As top carnivores, the presence of wolves in ecosystems creates greater biological diversity, affecting species ranging from beetles to songbirds to grizzly bears.
“Wolves are a natural and important component in a fully-functioning ecosystem;” said Michael Garrity of Alliance for Wild Rockies, “without wolves, fragile stream habitats are impaired by overabundant elk and this negatively effects numerous species.”
"Wolf recovery is unfinished business until they are present in healthy numbers in all suitable habitats across the American West," said Kenneth Cole of Western Watersheds Project.
Duane Short of Biodiversity Conservation Alliance said, “Wyoming’s wolf management ‘plan’ regresses to a past era when Wyoming’s valuable wolves were shot-on-sight as part of a deliberate extermination campaign.”
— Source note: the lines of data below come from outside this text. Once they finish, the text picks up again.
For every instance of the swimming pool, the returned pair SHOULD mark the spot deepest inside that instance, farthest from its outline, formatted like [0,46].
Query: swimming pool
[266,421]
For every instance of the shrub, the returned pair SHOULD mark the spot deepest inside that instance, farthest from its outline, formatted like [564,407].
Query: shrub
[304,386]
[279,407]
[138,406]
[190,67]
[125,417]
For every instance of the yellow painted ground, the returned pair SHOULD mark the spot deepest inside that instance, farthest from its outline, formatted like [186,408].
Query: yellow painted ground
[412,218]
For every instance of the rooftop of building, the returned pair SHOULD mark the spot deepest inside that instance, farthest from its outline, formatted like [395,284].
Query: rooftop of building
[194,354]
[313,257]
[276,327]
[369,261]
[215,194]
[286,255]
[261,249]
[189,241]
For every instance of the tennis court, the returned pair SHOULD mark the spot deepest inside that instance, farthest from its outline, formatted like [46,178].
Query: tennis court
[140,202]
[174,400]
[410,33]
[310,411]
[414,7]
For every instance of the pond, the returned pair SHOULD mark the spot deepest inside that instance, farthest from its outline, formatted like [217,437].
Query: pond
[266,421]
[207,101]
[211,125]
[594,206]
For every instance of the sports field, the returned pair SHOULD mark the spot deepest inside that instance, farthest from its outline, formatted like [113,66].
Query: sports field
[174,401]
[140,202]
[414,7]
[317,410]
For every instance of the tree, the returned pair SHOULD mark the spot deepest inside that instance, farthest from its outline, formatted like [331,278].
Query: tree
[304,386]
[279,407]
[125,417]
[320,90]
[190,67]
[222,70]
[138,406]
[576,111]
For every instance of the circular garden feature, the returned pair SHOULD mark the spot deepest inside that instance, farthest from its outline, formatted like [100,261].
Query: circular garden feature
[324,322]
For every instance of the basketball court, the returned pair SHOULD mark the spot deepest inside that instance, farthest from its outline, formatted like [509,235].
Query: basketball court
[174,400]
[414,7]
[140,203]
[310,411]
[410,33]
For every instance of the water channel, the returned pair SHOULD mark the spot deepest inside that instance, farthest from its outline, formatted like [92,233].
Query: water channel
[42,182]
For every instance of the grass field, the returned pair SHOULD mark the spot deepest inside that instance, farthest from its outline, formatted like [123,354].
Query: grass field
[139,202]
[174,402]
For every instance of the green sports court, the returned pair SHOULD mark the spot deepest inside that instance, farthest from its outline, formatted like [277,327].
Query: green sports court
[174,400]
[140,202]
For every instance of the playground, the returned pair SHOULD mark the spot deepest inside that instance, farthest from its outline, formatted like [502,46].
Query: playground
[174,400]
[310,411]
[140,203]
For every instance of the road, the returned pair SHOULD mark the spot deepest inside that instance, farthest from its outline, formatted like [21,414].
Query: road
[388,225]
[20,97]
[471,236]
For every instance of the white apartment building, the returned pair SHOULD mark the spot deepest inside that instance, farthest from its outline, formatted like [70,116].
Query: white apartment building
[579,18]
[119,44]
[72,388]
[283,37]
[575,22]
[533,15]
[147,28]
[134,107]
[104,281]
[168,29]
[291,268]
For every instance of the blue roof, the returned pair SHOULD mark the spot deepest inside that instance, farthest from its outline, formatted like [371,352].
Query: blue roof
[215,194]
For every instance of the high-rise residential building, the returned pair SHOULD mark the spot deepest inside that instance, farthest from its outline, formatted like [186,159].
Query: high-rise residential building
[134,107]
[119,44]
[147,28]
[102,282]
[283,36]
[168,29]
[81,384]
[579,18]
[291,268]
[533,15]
The conservation and animal advocacy groups agree that Wyoming’s wolf population has not been recovered and that it makes no sense—ecologically or economically—to subject even a fully recovered wolf population to a trigger-happy firing squad.
“The Wyoming plan is not good for wolves, for the environment, or millions of taxpayers that want to restore more wolves to the landscape,” said Denise Boggs of Conservation Congress.
WildEarth Guardians’ General Counsel, Jay Tutchton of Colorado, represents the groups.